Bubble sorting in progress

JavaScript (ES6), 102 82 80 86 80 bytes

Bug fix and 1 byte saved thanks to @edc65

(a,m)=>eval("for(i=0;m;a[j=i-1]>(b=a[i])?a[a[i]=a[j],j]=b:0)1/a[++i]?m--:i=0;a")

Recursion may not be is definitely not is probably the best approach, but I'm sticking with a loop for now.

Try it out:

f=(a,m)=>eval("for(i=0;m;a[j=i-1]>(b=a[i])?a[a[i]=a[j],j]=b:0)1/a[++i]?m--:i=0;a")

Enter your numbers:<br>
<input id=A rows=10 value="5 1 4 2 8"><br>
Enter the number of steps:<br>
<input type="number" min=0 id=B rows=10 value="1"><br>
<button onclick="C.innerHTML=f((A.value.match(/-?\d+/g)||[]).map(Number),B.value)">Run</button><br>
<pre id=C></pre>

Haskell, 83 82 81 bytes

y%x@(a:b:c)=(y++x):(y++[min a b])%(max a b:c)
y%x=[]%(y++x)
[x]!_=[x] 
x!n=[]%x!!n

Usage example: [5,1,4,2,8] ! 5 -> [1,4,2,5,8].

In function % y keeps track of the elements visited so far during the current pass, x are ones yet to examine. a and b are the next two, i.e. the candidates to swap. If we reach the end of the list, we start from the beginning: y%x = []%(y++x). All steps are stored in a list where the main function picks the nth element.
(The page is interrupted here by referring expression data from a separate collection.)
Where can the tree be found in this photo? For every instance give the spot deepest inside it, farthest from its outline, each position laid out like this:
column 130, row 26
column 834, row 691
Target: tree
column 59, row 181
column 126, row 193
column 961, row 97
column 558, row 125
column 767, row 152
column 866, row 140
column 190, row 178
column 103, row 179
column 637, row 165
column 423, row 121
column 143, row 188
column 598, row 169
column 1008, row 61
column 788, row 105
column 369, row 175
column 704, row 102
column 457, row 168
Edit: previous versions didn't work for single element lists, luckily the new version is even shorter.

Python 3, 77 74 bytes

-3 bytes thanks to @Maltysen (init j in declaration)

lambda l,n,j=0:exec('j*=j<len(l)-1;l[j:j+2]=sorted(l[j:j+2]);j+=1;'*n)or l

Test cases at ideone

Uses sorted to do each compare and swap operation, but it is performing a bubble sort.

Sets j=0 (the left index), then performs n compare and swaps of adjacent list items, resetting j to 0 whenever this window goes out of bounds.

The j*=j<len(l)-1 will multiply j by False (i.e. 0) at that point, whereas every other time it will multiply j by True (i.e. 1).

(It will still work for an empty list too.)